GOP House gives Biden opportunities for triangulation
The new House GOP majority is giving President Biden several opportunities to triangulate on high-profile issues — following the model set by former Presidents Clinton and Obama before their successful reelections.
Democratic strategists say Biden has an opportunity over the next year to strike deals with Republicans in Congress on border security and immigration reform, energy permitting reform and fiscal reforms to address the federal deficit.
The president has already signaled his willingness to find common ground with Republicans by announcing new border enforcement actions and striking a deal with centrist Sen. Joe Manchin (D-W.Va.) last year on permitting reform.
Democratic strategists say Biden could improve his chances of winning a second term by negotiating deals with Republicans to address two of his biggest vulnerabilities: the huge influx of migrants across the U.S.-Mexico border and the high cost of energy, which is expected to remain a tough issue for Democrats because of the war in Ukraine.
The biggest question mark, however, is whether Biden can get any bipartisan legislation through the Republican-controlled House, where many lawmakers are closely allied with former President Trump and are gearing up for two years of partisan warfare.
“He does certainly have a strategic challenge. He has to worry that governmental crises could end up being blamed on him and the Democrats, so the obvious strategy is to be reasonable from the start, to advocate for moderate policy proposals and to demand timely action on legislation,” said Steven S. Smith, a professor of political science at Washington University in St. Louis. “This is largely a public relations challenge for him.”
Striking bipartisan deals with Republicans could also help Manchin and other Democrats facing tough Senate races.
“Joe Biden has tremendous opportunities to reach for the center, and he’s taking them. Border security is certainly one of those areas. There’s a vast ground in the middle where people want to compromise on immigration,” said Jim Kessler, a former aide to Senate Majority Leader Charles Schumer (D-N.Y.) who now serves as executive vice president for policy at Third Way, a centrist Democratic think tank.

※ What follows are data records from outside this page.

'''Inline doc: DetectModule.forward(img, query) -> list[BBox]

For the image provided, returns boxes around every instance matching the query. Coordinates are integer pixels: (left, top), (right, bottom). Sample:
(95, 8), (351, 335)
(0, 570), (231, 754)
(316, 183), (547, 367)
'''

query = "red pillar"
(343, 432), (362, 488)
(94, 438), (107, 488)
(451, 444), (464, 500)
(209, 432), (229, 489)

Kessler said many voters want “a secure and humane border” as well as some sort of compromise to provide so-called Dreamers, immigrants who came to the country illegally at a young age, a path to citizenship.

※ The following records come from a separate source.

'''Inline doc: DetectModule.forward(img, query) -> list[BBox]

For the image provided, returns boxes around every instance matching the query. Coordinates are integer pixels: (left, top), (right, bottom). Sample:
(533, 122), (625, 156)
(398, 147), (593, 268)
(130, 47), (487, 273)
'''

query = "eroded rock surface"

There’s growing momentum in the Senate for an immigration deal after negotiations between Sen. Kyrsten Sinema (I-Ariz.) and Thom Tillis (R-N.C.) fell short in last year’s lame-duck Congress.
Sinema and Sen. John Cornyn (Texas), a leading Senate Republican voice on immigration policy, led a bipartisan delegation to the southern border this week, bringing along Tillis and Sens. Chris Coons (D-Del.), Mark Kelly (D-Ariz.), James Lankford (R-Okla.), Jerry Moran (R-Kan.) and Chris Murphy (D-Conn.).
Sinema and Tillis circulated a draft proposal last month to provide $25 billion to improve border security, a pathway to citizenship for 2 million Dreamers and an extension of the Title 42 health policy, which has expedited the deportation of migrants making asylum claims.
A deal on border security and immigration reform would be a major boost for Sinema, who left the Democratic Party to register as an Independent and is also up for reelection next year.
Permitting reform is another area where Biden could strike a deal, as many Democrats believe it will be needed to implement the green energy investments made by last year’s Inflation Reduction Act.
Biden, Schumer and then-Speaker Nancy Pelosi (D-Calif.) pledged last year to support Manchin’s bill in exchange for his vote for the Inflation Reduction Act, but Senate Republicans blocked the legislation, angered that Manchin had agreed to vote for the Democrats’ reconciliation package.
“One of the ways Biden’s successes from the last Congress get implemented is through permitting reform so that stuff gets built, and it seems that’s what they’re doing,” Kessler said, citing conversations with stakeholders such as labor and environmental groups.
Jonathan Kott, a Democratic strategist and former aide to Manchin, said Biden “absolutely has the opportunity” to add new bipartisan legislative accomplishments to his résumé.
“Biden’s a legislator at heart, he’s reached out to moderates and progressives and gotten things done,” he said. “I would argue there’s probably a better chance to get stuff done this time than in previous presidencies because of who the players are.”
Kott cited permitting reform along with legislation to improve U.S. competitiveness with China, Federal Aviation Administration reform and the farm bill.
Biden has a long track record of cutting major deals with Senate Minority Leader Mitch McConnell (R-Ky.), with whom he appeared at an event in Covington, Ky., last week to tout new money for the Brent Spence Bridge, a key piece of infrastructure supporting a busy freight route into Ohio.
Biden and McConnell cut three major deals during the Obama administration, when Biden was vice president. One was to temporarily extend the George W. Bush-era tax cuts after the midterm elections; the second was to raise the debt ceiling in 2011 and enact new fiscal reforms; and the third was to make many of the Bush tax cuts permanent and avoid a year-end fiscal cliff in late 2012.
Democratic strategists predict Biden, 80, will lean hard on his record of working with Republicans if he runs for a second term, which he is widely expected to do. He offered a glimpse of his future campaign themes during recent trips to Arizona and Michigan to tout his bipartisan accomplishments, particularly passage of the $280 billion Chips and Science Act, which helped create thousands of new jobs in those battleground states.
Obama and Clinton both pivoted toward the center during their second two years in office after Democrats lost control of the House in midterm elections.
Obama agreed to sign the Budget Control Act of 2011 as part of a deal to raise the debt limit. The deal set new caps on discretionary spending and established automatic cuts to defense and nondefense programs over a period of nine years.
Clinton signed welfare reform into law a few months before the 1996 presidential election after negotiations with then-Speaker Newt Gingrich (R-Ga.).
Clinton criticized what he called “serious flaws” in the bill, but he decided to sign it anyway because he saw it as a chance to fulfill his promise in the 1992 presidential campaign to “end welfare as we know it.”
The legislative breakthrough helped seal his victory over Republican challenger Bob Dole three months later, while Obama won reelection in 2012 over Republican Mitt Romney — now a senator from Utah.